The key attributors to the degraded weld could be elevated oxygen and chloride level in the environment at the degrade weld location and the impact of the pressure and/or temperature cycles.

The NRC staff did not identify degradation in CEDM housing welds in domestic nuclear plants that use the same type of the CEDM housing design used at SL-2.

Potential for Degradation Although the operating experience of Plants A and B may be isolated and not generically applicable to SL-2's CEDM housings, the NRC staff is concerned about the potential degradation of weld numbers 1 through 5. The NRC staff focused its assessment on weld numbers 1 through 4, because they will not be examined by surface or volumetric examination as proposed in this RR. The NRC staff is particularly interested in weld number 1, because it is located high above the upper pressure housing where the environment may not be circulating sufficiently, which may cause concentration of oxygen content.

The NRC staff assessed the potential for degradation in CEDM weld numbers 1 through 4 as follows:

(a) Weld numbers 1 through 4 do not have weld buildup at the inside surface of the housing and they are not used to provide alignment for the CEDM internals as the affected welds in Plants A and B discussed above. Therefore, potential cracking resulting from cold work (CEDM internals banging on the welds) or wear (CEDM internals rubbing) on these welds at SL-2 is not a concern.

(b) The diameter of weld numbers 1 and 2 at SL-2 is smaller than the affected welds in the CROM housing used in Plants A and B. Weld numbers 3 and 4 are made with the narrow V-groove design. A weld with a narrow groove design and a smaller diameter contains less weld metal than the normal groove weld with a large diameter. This minimizes the chance of fabrication defects. In addition, the V-groove weld design limits the exposure of the weld material on the inside surface of the housing. This minimizes the contact between the weld and primary water environment inside the housing, thereby reducing susceptibility to stress corrosion cracking.

(c) As FPL stated above, the RCS chemistry is controlled to reduce oxygen to less than 5 ppb during normal operation. This low oxygen content will minimize the susceptibility of welds to PWSCC.

(d) In the November 3, 2014, letter, FPL stated that the CEDM upper pressure housing sub-components and weld numbers 1 and 2 are 316/316L austenitic stainless and are the same grade as previously used at SL-2 without any service-related degradation.

The CEDM motor housing is similar to the original CEDM motor housing, except that the alloy 600 and weld materials have been replaced with alloy 690 and its compatible alloy 52/152 weld material. Weld numbers 1 and 2 in the original CEDM housing did not experience degradation with about 24 years of operation.
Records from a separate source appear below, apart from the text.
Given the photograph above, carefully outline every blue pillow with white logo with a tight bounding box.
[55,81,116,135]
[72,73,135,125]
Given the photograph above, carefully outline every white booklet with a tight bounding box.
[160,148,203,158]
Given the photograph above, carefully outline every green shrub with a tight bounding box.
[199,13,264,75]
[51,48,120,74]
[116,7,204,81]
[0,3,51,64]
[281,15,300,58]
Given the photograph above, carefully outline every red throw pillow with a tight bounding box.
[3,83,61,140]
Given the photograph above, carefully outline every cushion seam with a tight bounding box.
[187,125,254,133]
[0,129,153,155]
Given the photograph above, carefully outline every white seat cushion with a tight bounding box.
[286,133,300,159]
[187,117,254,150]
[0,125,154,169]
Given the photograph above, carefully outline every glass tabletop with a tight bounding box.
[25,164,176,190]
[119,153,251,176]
This implies that the environment in the upper pressure housing at SL-2 is not as adverse as compared to Plants A and B discussed above. Otherwise, these welds would have already been degraded.

(e) Weld numbers 1 and 2 are made of 316L stainless steel filler metal, which is less susceptible to stress corrosion cracking than 304 or 316 stainless steel.

(f) Weld number 1 is located at the upper part of the upper pressure housing and, therefore, supports minimal loads. This means that the stresses in weld number 1 from the applied load would be small. Stress corrosion cracking is caused by a combination of high stresses, a susceptible material, and a corrosive environment. If stresses are low, or if the environment is not corrosive, the potential for stress corrosion cracking would be minimal.

(g) As FPL stated, weld number 1 is the only weld potentially not in contact with coolant during operation. As the RCS pressure increases during startup, the trapped volume of air in the CEDM housing is squeezed until the remaining volume is reduced to a fraction of its original volume. During startup, FPL performs control rod drop testing that results in a rapid exchange of RCS coolant, with the coolant in the CEDM housing, to further reduce the air volume at the weld number 1 location in the upper pressure housing.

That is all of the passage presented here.